Loneliness and the feeling of being unwanted is the most terrible poverty. Mother Teresa.
The Senate Aging Committee recently held a two-part series shining a light on the growing phenomenon of loneliness and social isolation affecting older Americans. “Isolation and loneliness can have serious, even deadly, consequences for the health and well-being of our nation’s seniors.” says U.S. Senators Susan Collins.
The Toronto Globe and Mail describes loneliness as a public-health crisis in waiting. Loneliness has an associated stigma, a ‘whiff of failure’ that is difficult to speak about. And so, it remains an open secret— heartbreakingly apparent but often ignored or accepted as the cost of growing old.
As a researcher, I’ve been investigating loneliness and social isolation for over 15 years and the stories I continue to hear from residents fill me with sadness.
One such resident—I’ll call her Lillian—is a retired school teacher who lives in a large care home surrounded by 240 residents and over 400 staff. When I walked into her community, it looked like a bustling happening place. One of the first things I saw was a busy social calendar tacked on the wall near the entrance.
Yet when I visited Lillian in her room and asked her how she was doing, she talked about feeling empty and profoundly lonely. She had no interest in the events offered in her home. She said to me: I’m lost here and depressed. No one knows because I suffer in silence. My room is at the end of the world.
Studies indicate one out of two residents in residential care homes suffer form loneliness. A 2013 study, for example, revealed that over half (55%) of the 296 residents living in a home (55%) experienced loneliness.
And loneliness is so much more than a distressing feeling—it’s impact on health is severe. Research is demonstrating that loneliness is linked with increased depression, dementia, heart disease, even increased falls and emergency visits. Residents diagnosed with or showing signs of depression are more likely to exhibit severe aggressive behavior and conflict with staff.
The work of care staff is undermined by this challenging environment resulting in high staff turnover in an industry already desperately short of qualified help – and things will get worse. There is no way to balance an equation that has increasing demands on one side, and dwindling resources on the other. We are in a crisis and something radical has to shift.
Social identity theory suggests that as human beings evolved they developed a sense of responsibility and caring for the well-being of others. In a healthy community we help our families, our neighbors, and those less fortunate. We build bridges, cities and entire countries together. The very fabric of society is dependent on helping one another. Without this type of engagement our lives lack meaning and we become socially isolated and lonely.

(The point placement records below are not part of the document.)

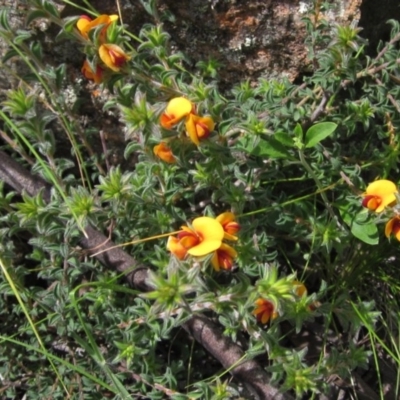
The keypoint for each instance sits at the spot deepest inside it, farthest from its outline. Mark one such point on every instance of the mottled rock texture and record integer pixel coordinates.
(251, 38)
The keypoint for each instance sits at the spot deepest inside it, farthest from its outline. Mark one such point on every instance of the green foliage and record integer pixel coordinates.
(290, 161)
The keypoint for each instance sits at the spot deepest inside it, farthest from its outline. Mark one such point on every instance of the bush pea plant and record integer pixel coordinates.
(269, 210)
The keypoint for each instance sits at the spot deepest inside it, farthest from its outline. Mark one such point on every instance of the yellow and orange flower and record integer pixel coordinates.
(223, 257)
(199, 128)
(177, 109)
(88, 73)
(265, 311)
(379, 194)
(229, 224)
(204, 237)
(113, 56)
(164, 152)
(393, 227)
(85, 24)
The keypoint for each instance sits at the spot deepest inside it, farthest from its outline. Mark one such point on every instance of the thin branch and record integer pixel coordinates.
(206, 332)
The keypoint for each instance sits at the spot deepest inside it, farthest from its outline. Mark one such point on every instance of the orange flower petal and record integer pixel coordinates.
(380, 194)
(199, 127)
(227, 220)
(113, 56)
(174, 246)
(299, 288)
(177, 109)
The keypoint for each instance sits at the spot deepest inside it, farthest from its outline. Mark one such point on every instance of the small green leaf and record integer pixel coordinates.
(298, 132)
(284, 138)
(319, 132)
(271, 148)
(362, 226)
(35, 15)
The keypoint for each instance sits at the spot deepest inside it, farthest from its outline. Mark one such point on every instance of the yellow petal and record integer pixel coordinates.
(163, 152)
(179, 107)
(383, 188)
(82, 24)
(211, 234)
(215, 262)
(389, 227)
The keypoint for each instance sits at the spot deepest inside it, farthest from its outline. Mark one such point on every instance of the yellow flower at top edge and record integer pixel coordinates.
(164, 152)
(199, 128)
(265, 311)
(204, 237)
(85, 24)
(393, 227)
(223, 257)
(177, 109)
(228, 222)
(379, 194)
(113, 56)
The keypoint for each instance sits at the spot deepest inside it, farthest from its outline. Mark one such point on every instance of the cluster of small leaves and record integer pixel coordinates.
(289, 159)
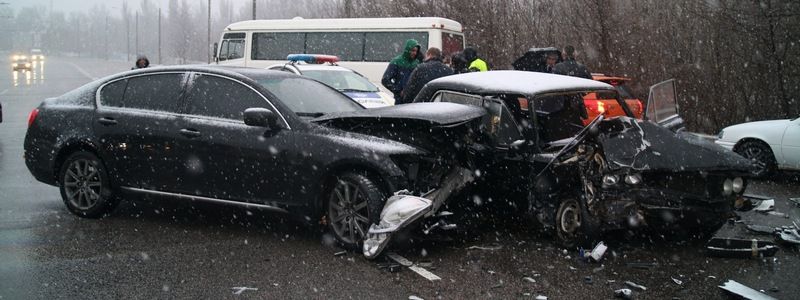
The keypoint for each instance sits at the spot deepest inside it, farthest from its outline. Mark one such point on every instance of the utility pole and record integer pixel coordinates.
(208, 42)
(137, 33)
(159, 34)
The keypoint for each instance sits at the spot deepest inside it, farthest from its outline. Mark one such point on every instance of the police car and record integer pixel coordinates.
(323, 68)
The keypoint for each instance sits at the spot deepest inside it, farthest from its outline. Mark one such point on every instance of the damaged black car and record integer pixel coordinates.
(578, 180)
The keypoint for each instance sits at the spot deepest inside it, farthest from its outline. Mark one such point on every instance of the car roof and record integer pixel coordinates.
(513, 82)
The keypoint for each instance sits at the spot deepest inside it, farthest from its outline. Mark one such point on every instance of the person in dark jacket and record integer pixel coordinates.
(432, 68)
(570, 67)
(399, 70)
(141, 62)
(459, 63)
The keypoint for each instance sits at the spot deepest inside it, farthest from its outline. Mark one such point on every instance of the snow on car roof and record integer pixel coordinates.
(516, 82)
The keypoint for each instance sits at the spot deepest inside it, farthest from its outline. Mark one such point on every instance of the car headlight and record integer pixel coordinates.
(727, 187)
(633, 179)
(610, 179)
(738, 185)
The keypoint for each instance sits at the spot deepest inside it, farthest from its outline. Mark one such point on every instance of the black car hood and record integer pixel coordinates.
(438, 113)
(643, 145)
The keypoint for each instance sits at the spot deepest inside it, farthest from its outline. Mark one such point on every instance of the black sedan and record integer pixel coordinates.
(238, 136)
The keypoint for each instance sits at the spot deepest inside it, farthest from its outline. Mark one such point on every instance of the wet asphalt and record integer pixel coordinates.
(161, 248)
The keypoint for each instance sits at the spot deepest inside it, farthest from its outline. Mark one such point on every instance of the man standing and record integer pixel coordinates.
(475, 63)
(432, 68)
(570, 67)
(399, 70)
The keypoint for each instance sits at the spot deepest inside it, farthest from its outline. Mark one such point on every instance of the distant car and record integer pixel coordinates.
(21, 62)
(36, 54)
(772, 145)
(597, 103)
(323, 68)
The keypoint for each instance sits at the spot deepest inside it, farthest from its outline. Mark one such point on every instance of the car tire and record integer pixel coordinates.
(573, 225)
(353, 203)
(761, 154)
(85, 186)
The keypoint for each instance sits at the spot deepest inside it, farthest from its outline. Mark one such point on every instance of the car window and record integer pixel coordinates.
(342, 80)
(218, 97)
(158, 92)
(112, 94)
(307, 97)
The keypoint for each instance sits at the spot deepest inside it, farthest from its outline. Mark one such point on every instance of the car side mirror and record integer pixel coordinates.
(261, 117)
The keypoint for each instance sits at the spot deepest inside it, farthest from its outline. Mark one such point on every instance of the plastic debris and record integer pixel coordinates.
(765, 205)
(642, 265)
(488, 248)
(238, 290)
(598, 251)
(528, 279)
(636, 286)
(740, 248)
(623, 293)
(740, 290)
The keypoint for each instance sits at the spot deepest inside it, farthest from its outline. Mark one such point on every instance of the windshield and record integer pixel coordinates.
(341, 80)
(307, 97)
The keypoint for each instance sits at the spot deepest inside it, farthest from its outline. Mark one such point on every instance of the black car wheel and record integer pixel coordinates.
(85, 187)
(354, 203)
(574, 227)
(761, 155)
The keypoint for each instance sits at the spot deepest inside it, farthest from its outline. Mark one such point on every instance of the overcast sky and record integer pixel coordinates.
(85, 5)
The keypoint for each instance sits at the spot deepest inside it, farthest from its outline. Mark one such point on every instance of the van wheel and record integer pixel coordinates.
(573, 224)
(354, 203)
(85, 186)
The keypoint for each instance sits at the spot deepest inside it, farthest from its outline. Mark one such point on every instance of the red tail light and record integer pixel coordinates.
(32, 116)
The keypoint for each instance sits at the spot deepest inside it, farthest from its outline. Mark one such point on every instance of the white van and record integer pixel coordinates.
(365, 45)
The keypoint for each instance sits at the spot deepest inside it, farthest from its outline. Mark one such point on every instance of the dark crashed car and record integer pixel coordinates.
(247, 137)
(579, 180)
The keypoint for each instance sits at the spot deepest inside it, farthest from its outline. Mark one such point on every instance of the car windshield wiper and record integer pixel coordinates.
(357, 91)
(313, 115)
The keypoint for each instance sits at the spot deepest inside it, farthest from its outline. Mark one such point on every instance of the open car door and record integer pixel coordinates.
(662, 106)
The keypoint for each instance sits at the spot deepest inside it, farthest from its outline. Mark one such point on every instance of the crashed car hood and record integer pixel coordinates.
(642, 145)
(439, 113)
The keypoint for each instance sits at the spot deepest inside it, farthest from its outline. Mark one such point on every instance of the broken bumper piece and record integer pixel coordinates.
(398, 213)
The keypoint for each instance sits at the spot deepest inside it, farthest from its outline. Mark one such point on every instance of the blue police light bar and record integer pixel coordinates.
(313, 58)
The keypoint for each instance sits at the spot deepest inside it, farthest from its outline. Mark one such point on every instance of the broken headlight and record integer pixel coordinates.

I’ve come to believe there is an urgent need for a social revolution in residential care—an overturning of the entrenched medical model and cruise ship approach to individual social and emotional well-being. A move from what we can do to and for residents, to what they can do for one another. Peer support—residents helping each other.
Over the past five years I have developed and piloted a peer support approach called the Java Mentorship Program. In this program, community volunteers and residents meet weekly as a team and call themselves mentors.
Each week at the team meetings they do a check-in, receive education on how to be a mentor, and talk about who is struggling with loneliness, who just moved in or is just back from the hospital, who used to come to things but has stopped?
Participants then pair up to visit socially isolated residents. They develop bonds with and engage residents who typically are difficult to engage and who seldom attend programs.
As a PhD candidate at the University of British Columbia, Canada, I partnered with the Schlegel-UW Institute for Aging and Schlegel Villages in Ontario in 2016 to conduct a 6-month trial of this mentoring program involving over 200 participants.
Mentors described the personal benefits experienced through the team meetings and the mentoring and expressed an increasing sense of empathy and connection with those they visited.
After 6 months, a statistically significant drop in visitee loneliness (p = 0.02) and depression (p= 0.02) was measured and a 60% increase in the number of other monthly programs attended was observed (p = .01). Findings from this research are being presented this week at the 21st IAGG World Congress of Gerontology and Geriatrics in San Francisco.
I’d like to return to Lillian, whose story I shared earlier. After the mentorship program was implemented in her community, Lillian received visits from 2 mentors and over a few months things began to change. Really change.
Lillian loved the visits. She ended up asking if she could become a mentor too, joined the mentorship team and began visiting those struggling with loneliness and depression like herself. When I returned several months later and asked how mentoring was going she said: “I’m 95—it gives me a new lease on life. It makes my life worthwhile!”
Peer Support. Residents helping residents—practical, cost effective, transformative and revolutionary.